Today, more prediction and forecasting are being done outside traditional, mainstream linear statistics. Many newer techniques are “black box” – without the benefits of estimated coefficients and significance levels but also without the baggage of strong assumptions that weigh down linear models. Indeed, the data mining approaches from computer science and the statistical learning models from the intersection of computer science and statistics look a lot different than the regression framework many of us grew up with. That's not a bad thing, though.

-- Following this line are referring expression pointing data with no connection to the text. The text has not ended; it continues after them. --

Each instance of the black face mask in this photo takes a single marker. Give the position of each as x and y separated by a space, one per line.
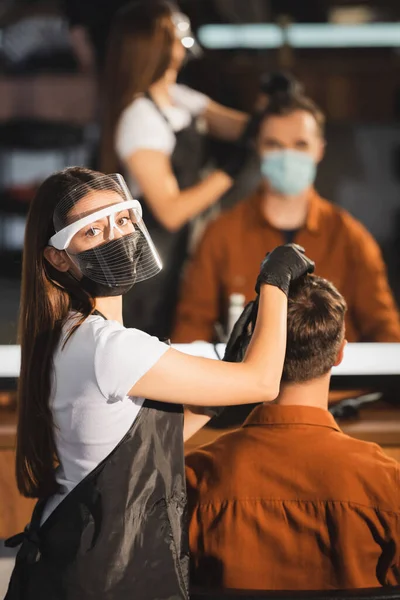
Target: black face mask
110 269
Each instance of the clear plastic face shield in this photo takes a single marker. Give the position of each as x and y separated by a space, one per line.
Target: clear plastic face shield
184 33
100 226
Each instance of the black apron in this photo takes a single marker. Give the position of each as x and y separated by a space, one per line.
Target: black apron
121 532
150 305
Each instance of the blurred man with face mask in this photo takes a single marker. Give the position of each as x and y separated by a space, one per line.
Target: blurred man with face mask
289 136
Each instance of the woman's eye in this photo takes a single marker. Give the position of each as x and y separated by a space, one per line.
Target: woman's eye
92 232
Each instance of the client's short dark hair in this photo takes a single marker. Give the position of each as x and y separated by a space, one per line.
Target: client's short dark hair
315 329
285 96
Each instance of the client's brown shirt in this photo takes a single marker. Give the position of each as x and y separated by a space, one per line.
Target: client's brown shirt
229 256
288 501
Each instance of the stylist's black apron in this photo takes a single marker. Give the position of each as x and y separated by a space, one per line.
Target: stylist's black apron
150 305
120 534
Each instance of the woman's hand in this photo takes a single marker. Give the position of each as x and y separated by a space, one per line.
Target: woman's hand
284 265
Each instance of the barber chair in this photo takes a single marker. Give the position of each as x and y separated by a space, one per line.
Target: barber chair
385 593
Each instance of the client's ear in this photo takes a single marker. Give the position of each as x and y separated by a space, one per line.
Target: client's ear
57 258
339 356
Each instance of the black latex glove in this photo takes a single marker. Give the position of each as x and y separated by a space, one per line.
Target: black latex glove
234 159
284 265
237 345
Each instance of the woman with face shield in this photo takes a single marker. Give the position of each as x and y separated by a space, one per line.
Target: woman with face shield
154 130
101 425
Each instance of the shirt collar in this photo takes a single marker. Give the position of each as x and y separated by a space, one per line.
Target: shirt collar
313 217
274 414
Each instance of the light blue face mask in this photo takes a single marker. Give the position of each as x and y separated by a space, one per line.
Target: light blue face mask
289 172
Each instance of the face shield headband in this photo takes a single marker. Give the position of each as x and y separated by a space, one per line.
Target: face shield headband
183 31
99 225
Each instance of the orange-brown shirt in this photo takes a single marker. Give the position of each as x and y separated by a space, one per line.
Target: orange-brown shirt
288 501
228 259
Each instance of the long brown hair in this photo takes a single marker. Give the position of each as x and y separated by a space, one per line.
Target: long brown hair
47 296
139 53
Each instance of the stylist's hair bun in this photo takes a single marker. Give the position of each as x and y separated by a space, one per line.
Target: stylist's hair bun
280 83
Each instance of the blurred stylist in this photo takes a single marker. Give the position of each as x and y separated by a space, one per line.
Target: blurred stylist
155 129
289 136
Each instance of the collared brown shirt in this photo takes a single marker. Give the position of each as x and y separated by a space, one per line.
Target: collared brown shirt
288 501
228 259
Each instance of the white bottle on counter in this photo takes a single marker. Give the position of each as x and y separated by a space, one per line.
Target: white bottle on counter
236 306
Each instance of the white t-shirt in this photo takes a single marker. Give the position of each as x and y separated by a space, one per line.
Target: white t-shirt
141 126
93 373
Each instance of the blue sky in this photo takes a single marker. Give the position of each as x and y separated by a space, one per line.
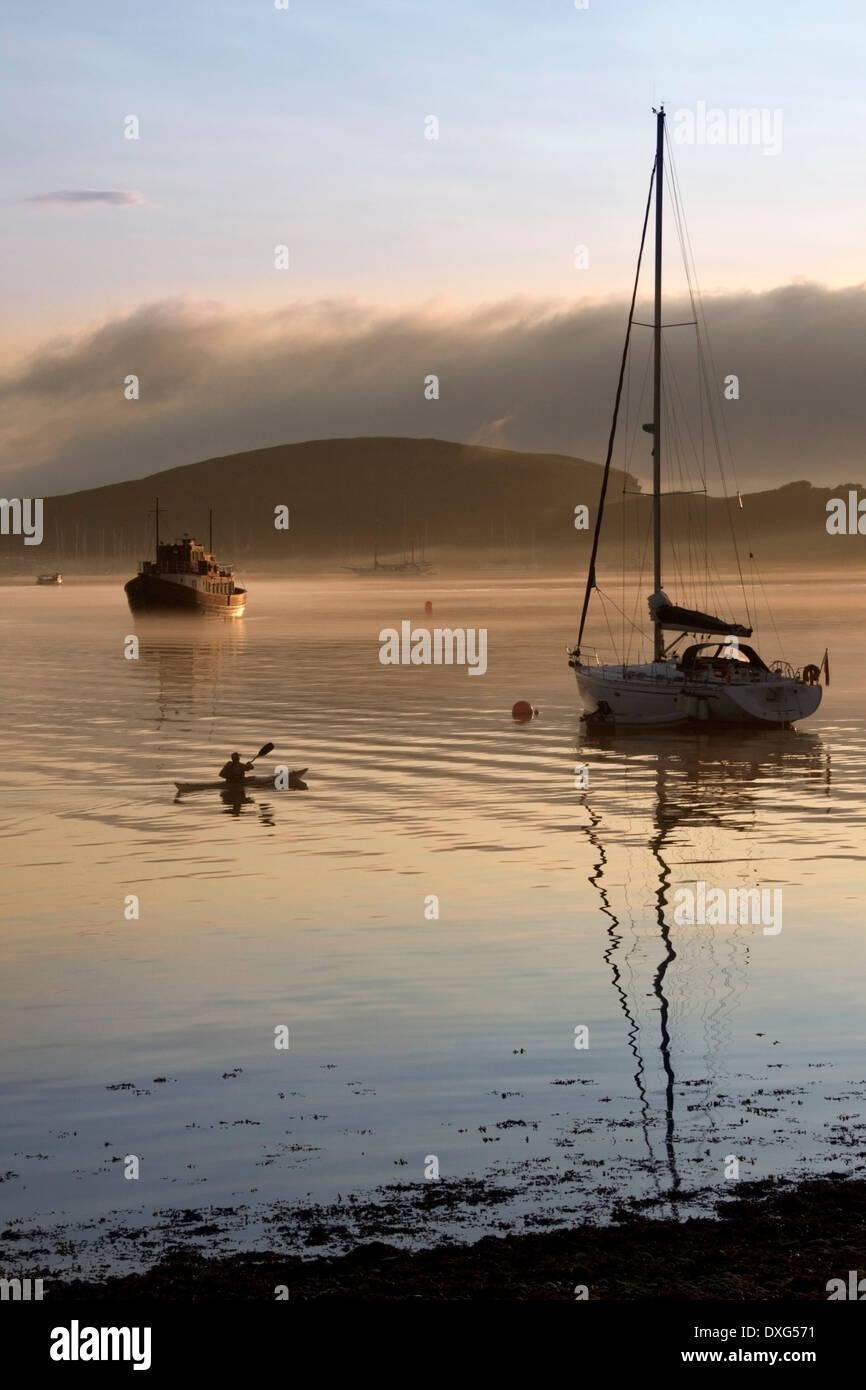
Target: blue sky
306 127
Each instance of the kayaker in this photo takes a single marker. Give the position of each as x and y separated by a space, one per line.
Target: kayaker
234 769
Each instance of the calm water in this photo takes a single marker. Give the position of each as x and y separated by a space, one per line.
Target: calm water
409 1037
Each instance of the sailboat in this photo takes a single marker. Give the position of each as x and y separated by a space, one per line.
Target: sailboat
722 680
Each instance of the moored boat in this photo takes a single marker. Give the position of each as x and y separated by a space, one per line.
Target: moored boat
709 681
185 577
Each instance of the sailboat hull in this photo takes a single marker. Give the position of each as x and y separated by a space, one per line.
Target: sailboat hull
659 692
634 695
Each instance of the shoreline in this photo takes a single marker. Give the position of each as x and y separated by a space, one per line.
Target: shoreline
769 1241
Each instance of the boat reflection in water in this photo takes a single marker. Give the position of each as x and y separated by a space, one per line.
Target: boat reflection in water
699 792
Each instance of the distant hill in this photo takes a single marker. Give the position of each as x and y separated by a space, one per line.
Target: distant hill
348 496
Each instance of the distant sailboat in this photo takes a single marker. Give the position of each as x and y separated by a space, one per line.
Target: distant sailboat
723 680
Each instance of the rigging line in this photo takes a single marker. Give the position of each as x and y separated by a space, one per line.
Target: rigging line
616 410
704 353
608 599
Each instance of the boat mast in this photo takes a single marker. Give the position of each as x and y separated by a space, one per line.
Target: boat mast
656 389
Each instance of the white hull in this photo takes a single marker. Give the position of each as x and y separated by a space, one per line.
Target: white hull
658 692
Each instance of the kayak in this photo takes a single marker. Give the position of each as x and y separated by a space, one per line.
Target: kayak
241 784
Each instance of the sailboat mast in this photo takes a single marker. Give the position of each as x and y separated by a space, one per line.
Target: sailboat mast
656 389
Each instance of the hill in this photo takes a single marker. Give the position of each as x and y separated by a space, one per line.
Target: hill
451 501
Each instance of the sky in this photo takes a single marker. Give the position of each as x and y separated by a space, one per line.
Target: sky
306 127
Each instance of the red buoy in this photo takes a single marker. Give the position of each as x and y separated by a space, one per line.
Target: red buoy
521 710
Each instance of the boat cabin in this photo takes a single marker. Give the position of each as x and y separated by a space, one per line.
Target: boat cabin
186 556
716 658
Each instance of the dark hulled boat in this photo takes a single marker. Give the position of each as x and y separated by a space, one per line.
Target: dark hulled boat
185 577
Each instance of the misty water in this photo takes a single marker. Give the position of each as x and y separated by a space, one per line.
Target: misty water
412 1037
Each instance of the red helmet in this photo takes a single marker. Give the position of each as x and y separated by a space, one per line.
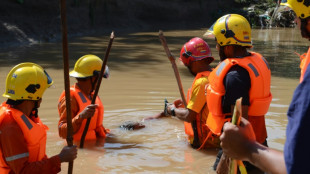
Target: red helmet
194 50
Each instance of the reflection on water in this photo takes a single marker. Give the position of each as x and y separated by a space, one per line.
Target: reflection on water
141 77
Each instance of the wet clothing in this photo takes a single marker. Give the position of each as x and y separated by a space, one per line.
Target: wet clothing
296 148
78 102
23 143
247 77
196 101
237 83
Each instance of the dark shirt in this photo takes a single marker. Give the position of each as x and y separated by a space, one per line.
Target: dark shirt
296 149
237 84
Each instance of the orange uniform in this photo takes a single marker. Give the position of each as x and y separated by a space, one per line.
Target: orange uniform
78 102
196 102
259 93
23 143
305 60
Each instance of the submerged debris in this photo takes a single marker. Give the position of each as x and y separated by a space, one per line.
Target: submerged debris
131 125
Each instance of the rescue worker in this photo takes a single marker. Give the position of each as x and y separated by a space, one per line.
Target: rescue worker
196 56
238 143
240 74
22 134
86 71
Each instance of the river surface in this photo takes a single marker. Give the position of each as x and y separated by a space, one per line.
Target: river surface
141 78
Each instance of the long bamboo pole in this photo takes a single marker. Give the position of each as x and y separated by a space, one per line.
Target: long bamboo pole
177 76
66 79
97 87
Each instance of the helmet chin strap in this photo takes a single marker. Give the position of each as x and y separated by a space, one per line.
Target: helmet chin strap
93 84
34 112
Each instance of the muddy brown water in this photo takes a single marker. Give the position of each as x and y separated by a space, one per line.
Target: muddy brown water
141 77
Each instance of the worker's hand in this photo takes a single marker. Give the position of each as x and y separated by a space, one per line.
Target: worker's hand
236 141
88 111
68 154
156 116
178 103
170 106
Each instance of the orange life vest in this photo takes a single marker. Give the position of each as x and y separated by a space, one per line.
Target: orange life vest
205 137
305 60
95 121
34 133
260 96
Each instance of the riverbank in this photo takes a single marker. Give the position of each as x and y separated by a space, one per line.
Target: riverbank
24 22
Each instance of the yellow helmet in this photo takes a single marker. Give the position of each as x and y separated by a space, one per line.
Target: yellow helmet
27 81
232 29
300 7
87 66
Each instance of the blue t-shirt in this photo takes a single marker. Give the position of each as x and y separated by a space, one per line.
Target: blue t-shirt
297 145
237 84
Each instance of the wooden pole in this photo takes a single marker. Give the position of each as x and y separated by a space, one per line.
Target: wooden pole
227 165
177 76
97 86
66 79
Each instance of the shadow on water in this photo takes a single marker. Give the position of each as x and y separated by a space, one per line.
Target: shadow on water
136 49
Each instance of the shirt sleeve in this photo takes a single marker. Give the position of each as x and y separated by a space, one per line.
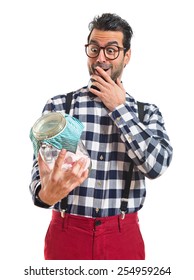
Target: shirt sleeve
147 143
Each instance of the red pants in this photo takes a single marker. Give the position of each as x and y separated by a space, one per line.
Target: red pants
80 238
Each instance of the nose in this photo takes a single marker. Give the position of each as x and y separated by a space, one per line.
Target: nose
101 57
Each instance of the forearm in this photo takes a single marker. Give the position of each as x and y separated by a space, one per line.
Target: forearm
147 143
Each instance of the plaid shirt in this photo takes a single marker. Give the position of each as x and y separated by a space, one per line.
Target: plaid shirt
112 139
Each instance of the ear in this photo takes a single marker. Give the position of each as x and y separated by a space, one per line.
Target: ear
127 57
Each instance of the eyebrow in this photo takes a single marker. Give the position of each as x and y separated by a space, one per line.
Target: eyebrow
109 43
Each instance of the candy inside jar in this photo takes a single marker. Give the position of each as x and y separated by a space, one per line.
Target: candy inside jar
49 154
53 132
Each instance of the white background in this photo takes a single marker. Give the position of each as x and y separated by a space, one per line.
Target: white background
42 55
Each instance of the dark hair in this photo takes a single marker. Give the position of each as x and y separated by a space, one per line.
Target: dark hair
112 22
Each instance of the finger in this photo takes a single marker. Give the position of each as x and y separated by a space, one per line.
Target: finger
79 167
43 167
119 83
59 161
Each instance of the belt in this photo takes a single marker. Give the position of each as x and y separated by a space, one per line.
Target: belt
88 223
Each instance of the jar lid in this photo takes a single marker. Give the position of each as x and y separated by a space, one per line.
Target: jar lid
49 125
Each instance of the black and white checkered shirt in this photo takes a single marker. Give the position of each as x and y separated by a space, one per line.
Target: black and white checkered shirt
111 138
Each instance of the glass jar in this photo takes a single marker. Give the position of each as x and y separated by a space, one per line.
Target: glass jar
55 131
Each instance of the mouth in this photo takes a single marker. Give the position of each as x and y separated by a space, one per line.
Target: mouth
104 66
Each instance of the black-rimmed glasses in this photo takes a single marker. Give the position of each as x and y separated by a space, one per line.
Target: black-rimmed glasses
110 52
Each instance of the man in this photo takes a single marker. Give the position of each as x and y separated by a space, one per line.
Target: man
101 222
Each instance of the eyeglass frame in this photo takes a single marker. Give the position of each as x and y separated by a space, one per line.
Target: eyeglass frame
103 48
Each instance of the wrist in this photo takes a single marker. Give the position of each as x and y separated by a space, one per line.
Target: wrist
39 201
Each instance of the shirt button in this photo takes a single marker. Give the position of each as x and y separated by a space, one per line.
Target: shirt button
99 183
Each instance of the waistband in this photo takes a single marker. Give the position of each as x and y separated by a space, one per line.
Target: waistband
88 223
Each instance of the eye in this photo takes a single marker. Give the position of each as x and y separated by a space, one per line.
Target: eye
94 49
111 50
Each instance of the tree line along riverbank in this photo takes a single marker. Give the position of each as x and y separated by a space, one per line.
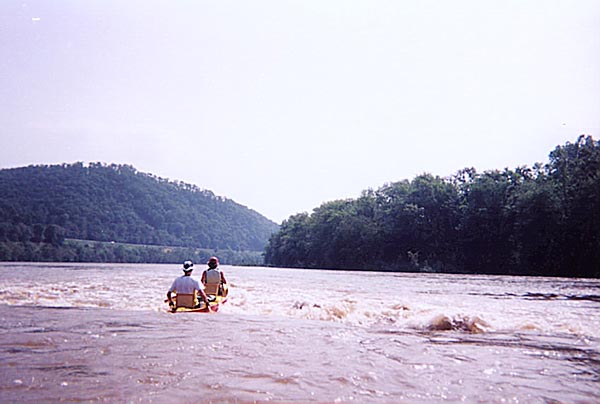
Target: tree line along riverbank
540 220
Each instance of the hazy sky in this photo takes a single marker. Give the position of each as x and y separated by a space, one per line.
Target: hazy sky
282 105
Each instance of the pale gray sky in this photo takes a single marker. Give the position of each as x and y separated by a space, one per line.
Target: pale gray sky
282 105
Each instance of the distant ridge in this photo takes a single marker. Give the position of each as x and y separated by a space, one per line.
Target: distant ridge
118 203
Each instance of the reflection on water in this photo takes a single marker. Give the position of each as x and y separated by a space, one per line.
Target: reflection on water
101 333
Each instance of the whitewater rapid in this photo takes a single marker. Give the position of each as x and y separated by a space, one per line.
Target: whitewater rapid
100 332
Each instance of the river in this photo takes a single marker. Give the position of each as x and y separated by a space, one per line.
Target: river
101 333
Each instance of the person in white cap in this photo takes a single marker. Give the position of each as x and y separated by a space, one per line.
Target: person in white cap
185 284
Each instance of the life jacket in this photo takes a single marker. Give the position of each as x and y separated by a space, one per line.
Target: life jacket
213 277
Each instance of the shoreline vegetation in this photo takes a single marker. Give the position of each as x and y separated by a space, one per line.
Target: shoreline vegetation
542 220
71 250
113 213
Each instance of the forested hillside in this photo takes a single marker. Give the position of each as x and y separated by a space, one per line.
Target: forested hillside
543 220
116 203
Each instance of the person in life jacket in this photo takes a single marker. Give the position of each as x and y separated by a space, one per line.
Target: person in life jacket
185 284
213 278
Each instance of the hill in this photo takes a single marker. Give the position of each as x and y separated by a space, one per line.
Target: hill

The continued growth of computing power over the past 20 years has pushed statistics in new directions. Now, the discipline is as much computational as it is mathematical. And computer-intensive techniques like simulation, Monte Carlo, and re-sampling are today front and center in the statistical world. More a programmer than a mathematician, I'm OK with this evolution!
In the current statistical and machine learning worlds, the re-sampling techniques of the jackknife, the bootstrap, permutation testing and cross-validation are prominent. These methods all assume that sample data is a viable proxy for the population it purports to represent. With this assumption, the distribution of repeated random sub-samples from the original sample has desirable properties that make it suitable for testing and validating predictive models. And the computer does all the heavy lifting. You just have to get used to seeing somewhat different answers each time you run your procedures!
I recently came across a comprehensible slide deck on cross-validation for evaluating predictive models. In contrast to the example above where a model is dangerously trained and tested on the same data, increasing the risk of overfit, CV involves breaking the data set into independent subsets for training and testing. In the simplest case, my 2000 record data set might initially be randomly partitioned into 1400 cases for training models and 600 for testing. The performance of different models developed in training would be evaluated on test data using mean square or absolute error. Those with lower error calculations are obviously more desirable. Models overfit to the training data would be exposed by poor performance in test.
Giving up 600 of 2000 cases for testing is a steep price to pay for evaluating model performance, however. Is there a method that would provide the benefits of testing without surrendering 30 percent of the data set? The answer is yes; the technique is called k-fold cross-validation. With this method, the entire data set is divided randomly into k equal-sized subsets of data. For each of the k subsets, models are trained against the aggregated remaining k-1 subsets and tested against the selected partition, summarizing mean square or mean absolute error on the test data. This process is repeated k times, with the error calculations averaged across all subsets. Competing models are then compared on the error calculations, lower values obviously preferred. The “sacrifice” of data for testing is 100*(1/k) percent.
For the special case where k is equal to the number of cases in the data set (2000 in our example), the technique is called leave one out validation. With large data sets, LOO is very expensive computationally. More typically, k=10, for 10-fold CV, which relinquishes 10 percent of the data for testing. False positive and false negative prediction rates are used as test criteria rather than mean square error for classification problems.
Cross-validation should become a staple evaluation method for every predictive modeler. Implementing 10-fold cross-validation with modern statistical software such as R is straightforward. Most new predictive modeling packages in R come equipped with CV, but it's also easy to program cross-validation from scratch. So there're no excuses for analysts not being attentive to testing and the dangers of overfitting with their models. What's a p-value, anyway?